I purchased 10 rosy reds from big als today and threw them into my red belly tank. my 5 are at 2 inches. some are 2.5.

how long do you estimate they will last?

also, are they dirty fish?

and....was 10 too many to put in with 5 red bellys?

thanks!


----------



## Da' Manster! (Sep 1, 2009)

Well I've always used feeders and still do...10 is a perfect amount at that size because the Reds still being juvi sized, aren't going to eat all of them at one sitting..trust me, those rosies will be gone sooner rather than later as baby reds have voracious appetites!..







...Just be sure to check for floating heads and clean your tank by looking for debris and remains on the bottom from what they don't finish...


----------



## amazonjungle (Jun 6, 2011)

Da said:


> Well I've always used feeders and still do...10 is a perfect amount at that size because the Reds still being juvi sized, aren't going to eat all of them at one sitting..trust me, those rosies will be gone sooner rather than later as baby reds have voracious appetites!..
> 
> 
> 
> ...


LOL when I caled my mom at home, I asked her how many minnows were still there. she said ZERO

that was only 2 hours after I put them in and left.

so clearly they had no problem catching them LOL.

my mom found a tail floating the next day. I asked her to check last night, but she failed miserably.

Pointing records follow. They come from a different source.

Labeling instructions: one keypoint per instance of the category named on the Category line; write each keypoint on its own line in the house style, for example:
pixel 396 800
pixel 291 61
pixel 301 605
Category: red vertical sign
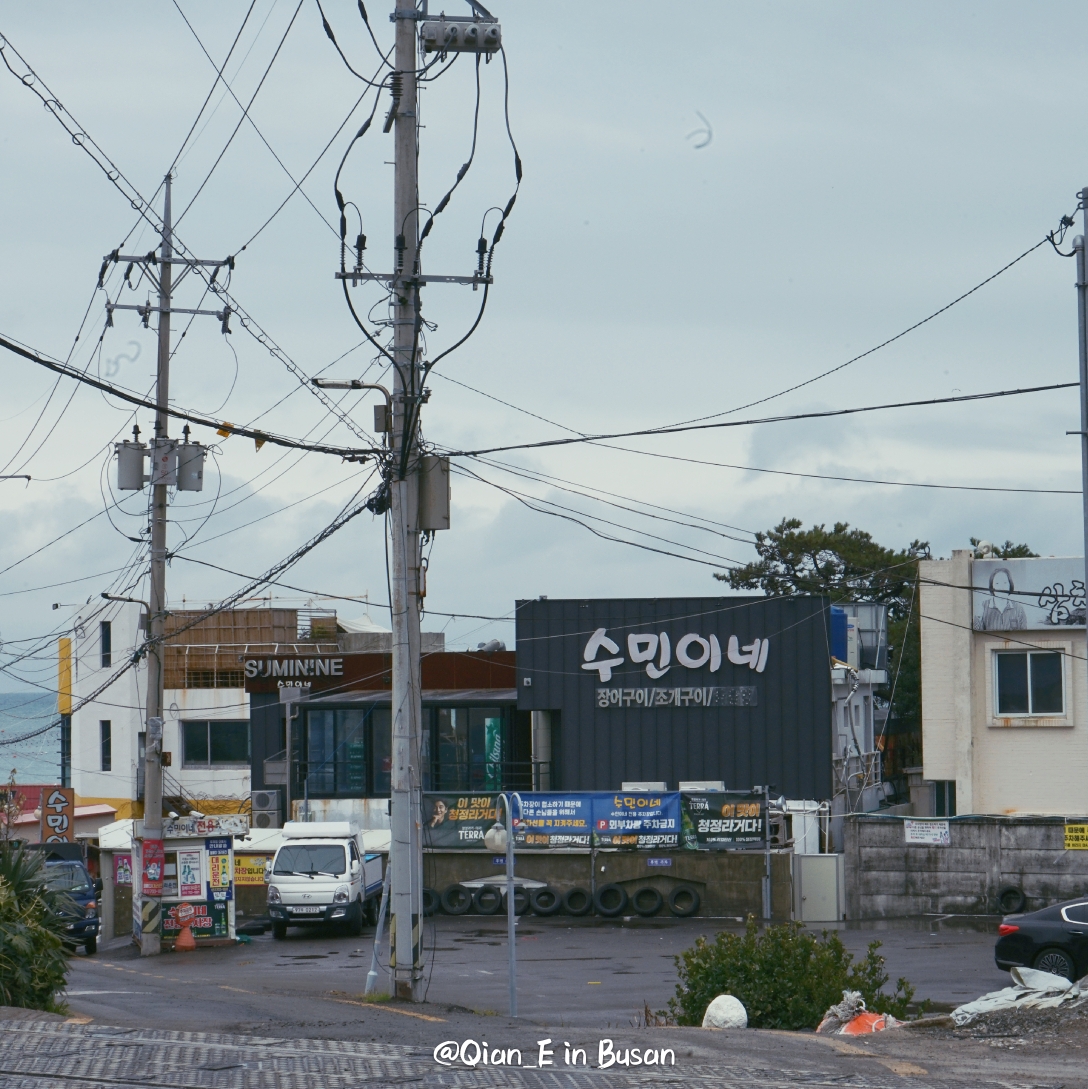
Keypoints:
pixel 154 861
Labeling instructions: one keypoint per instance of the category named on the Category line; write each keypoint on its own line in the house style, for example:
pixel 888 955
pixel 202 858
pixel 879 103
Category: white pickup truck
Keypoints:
pixel 322 875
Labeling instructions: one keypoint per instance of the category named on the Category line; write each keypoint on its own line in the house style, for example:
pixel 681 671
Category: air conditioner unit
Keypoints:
pixel 266 809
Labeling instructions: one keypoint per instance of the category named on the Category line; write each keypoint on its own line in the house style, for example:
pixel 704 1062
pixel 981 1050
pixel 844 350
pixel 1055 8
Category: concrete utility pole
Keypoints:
pixel 418 485
pixel 1079 244
pixel 151 906
pixel 406 800
pixel 171 465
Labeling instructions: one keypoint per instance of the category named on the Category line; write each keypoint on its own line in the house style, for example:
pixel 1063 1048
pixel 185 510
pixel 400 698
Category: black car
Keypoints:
pixel 81 914
pixel 1053 939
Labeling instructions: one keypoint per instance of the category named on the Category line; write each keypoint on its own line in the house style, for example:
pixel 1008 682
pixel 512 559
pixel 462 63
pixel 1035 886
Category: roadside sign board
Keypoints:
pixel 927 833
pixel 1076 836
pixel 58 815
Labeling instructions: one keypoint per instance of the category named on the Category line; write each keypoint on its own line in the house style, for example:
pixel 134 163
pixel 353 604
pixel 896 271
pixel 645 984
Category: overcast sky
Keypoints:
pixel 720 202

im coming back today and im going to test my params. if anythings out of the ordinary...ill do a 25% water change.


----------



## CyberGenetics (Mar 29, 2009)

I have to disagree, iv seen rosey reds cause serious problems to my freinds fish with parasites. The people who breed feeders do so in really bad inviorments were theres thousands in such tiny tanks. they pick up all kinds of parasites, and they feed them crap. Not to mention that they are bad for your piranha in general


----------



## Da' Manster! (Sep 1, 2009)

VinceC_69 said:


> I have to disagree, iv seen rosey reds cause serious problems to my freinds fish with parasites. The people who breed feeders do so in really bad inviorments were theres thousands in such tiny tanks. they pick up all kinds of parasites, and they feed them crap. Not to mention that they are bad for your piranha in general


Well, you are wrong as usual...You are just generalizing and regurgitating myths that get perpetuated on internet messageboards...Also, you are still a newbie in this hobby who shouldn't be giving advice in the first place!..







....I've used feeders for many years in this hobby without any problems whatsoever...So has Pedro, George, Alex, and other experienced piranha keepers!...







....End of story, end of discussion!


----------



## JoeDizzleMPLS (Nov 5, 2007)

Da said:


> I have to disagree, iv seen rosey reds cause serious problems to my freinds fish with parasites. The people who breed feeders do so in really bad inviorments were theres thousands in such tiny tanks. they pick up all kinds of parasites, and they feed them crap. Not to mention that they are bad for your piranha in general


Well, you are wrong as usual...You are just generalizing and regurgitating myths that get perpetuated on internet messageboards...Also, you are still a newbie in this hobby who shouldn't be giving advice in the first place!..







....I've used feeders for many years in this hobby without any problems whatsoever...So has Pedro, George, Alex, and other experienced piranha keepers!...







....End of story, end of discussion!
[/quote]

Wow, pretty uncalled for...

Everyone is free to share their opinions here, if you disagree with what someone says, how about you bring some information to the table and participate in a discussion instead of attacking the person and saying it's OK because other people do it? Immediately resorting to posts like that just destroys any credibility you may have on an issue.


----------



## amazonjungle (Jun 6, 2011)

:O


----------



## CyberGenetics (Mar 29, 2009)

Thanks joe for saying what i was thinking.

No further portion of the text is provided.